Linux mint, running with --precision full --no-half

Same error occurs per OP when using either the optimized tag or optimized-turbo.

GTX 1070 8gb

With 8GB you can fit the entire model into VRAM at once. Optimized version exists to allow 4GB GPUs to run SD.

throwaway-mezzo-mix commented 1 year ago

Also @hlky i've updated my webui.py now and reverting seemed to work, at least for me.

athu16 commented 1 year ago

RTX 2060 Mobile 6GB

AscendedGravity commented 1 year ago

@AscendedGravity have you updated since I reverted that commit?

Did a manual revert of https://github.com/hlky/stable-diffusion-webui/commit/fe173407fe08cf496ef1607bbce3100f21bf4b3e and yes the optimized-turbo tag functions.

With 8GB you can fit the entire model into VRAM at once. Optimized version exists to allow 4GB GPUs to run SD.

While true, I can run larger image sizes and/or larger batch sizes with optimized.

oobabooga commented 1 year ago

If it works for everyone but me this issue can be closed and reopened later if someone else experiences the same issue. Maybe I'm doing something wrong.

throwaway-mezzo-mix commented 1 year ago

Linux mint, running with --precision full --no-half

@oobabooga Just to make sure, were you running with --optimized when testing this change? Because that's the only time it would affect anything. That might explain why your experience is different.

oobabooga commented 1 year ago

were you running with --optimized when testing this change

Yes

throwaway-mezzo-mix commented 1 year ago

Yes

I'm out of ideas, then. Maybe someone else still has an idea?

oobabooga commented 1 year ago

Is it possible that some of you are running code from

https://github.com/hlky/stable-diffusion

and not

https://github.com/hlky/stable-diffusion-webui

?

hlky commented 1 year ago

@oobabooga possibly, I hadn't synced it to main, I have now. Just have to wait to see what people say now.

GeorgeTownsendd commented 1 year ago

Just adding my experience here.

This repo works fine on windows, no issues with any functionality when running optimised mode on a 1050ti 4GB.

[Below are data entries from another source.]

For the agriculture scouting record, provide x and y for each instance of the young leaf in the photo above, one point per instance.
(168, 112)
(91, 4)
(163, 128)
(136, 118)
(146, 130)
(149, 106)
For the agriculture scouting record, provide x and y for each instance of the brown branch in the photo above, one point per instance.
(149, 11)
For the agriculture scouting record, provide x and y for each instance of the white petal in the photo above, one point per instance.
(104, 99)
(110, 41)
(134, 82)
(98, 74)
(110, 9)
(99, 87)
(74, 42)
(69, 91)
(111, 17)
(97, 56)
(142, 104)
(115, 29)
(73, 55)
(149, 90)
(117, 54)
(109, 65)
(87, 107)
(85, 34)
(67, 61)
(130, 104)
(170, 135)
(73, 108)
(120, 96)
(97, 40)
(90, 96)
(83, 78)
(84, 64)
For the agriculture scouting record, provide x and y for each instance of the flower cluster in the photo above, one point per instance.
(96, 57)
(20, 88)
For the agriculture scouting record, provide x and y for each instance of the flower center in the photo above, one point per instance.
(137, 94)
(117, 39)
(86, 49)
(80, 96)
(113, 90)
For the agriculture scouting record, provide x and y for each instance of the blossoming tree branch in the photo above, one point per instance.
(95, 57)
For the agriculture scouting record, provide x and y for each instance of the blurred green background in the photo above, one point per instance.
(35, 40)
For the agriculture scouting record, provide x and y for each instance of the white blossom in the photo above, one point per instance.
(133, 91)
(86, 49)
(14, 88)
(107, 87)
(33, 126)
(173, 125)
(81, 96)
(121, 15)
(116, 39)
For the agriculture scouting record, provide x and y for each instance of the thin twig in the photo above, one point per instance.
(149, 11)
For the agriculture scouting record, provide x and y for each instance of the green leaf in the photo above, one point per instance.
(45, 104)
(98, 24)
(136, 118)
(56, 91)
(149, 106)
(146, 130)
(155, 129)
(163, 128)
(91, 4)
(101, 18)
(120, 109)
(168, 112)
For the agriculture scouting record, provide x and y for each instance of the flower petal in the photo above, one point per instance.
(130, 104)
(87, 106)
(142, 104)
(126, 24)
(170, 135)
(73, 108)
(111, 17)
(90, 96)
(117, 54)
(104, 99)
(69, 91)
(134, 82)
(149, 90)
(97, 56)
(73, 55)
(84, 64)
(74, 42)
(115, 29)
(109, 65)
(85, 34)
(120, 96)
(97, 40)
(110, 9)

On arch, once again with optimised mode, I get OOM error on startup. With the "if not opt.optimised: model.cuda()" block in webui.py, the application starts, but I get the "found at least two devices, cuda:0 and cpu!" error from the OP when I try to run any prompt.

Thought the OS factor may be relevant to someone more knowledgeable than myself.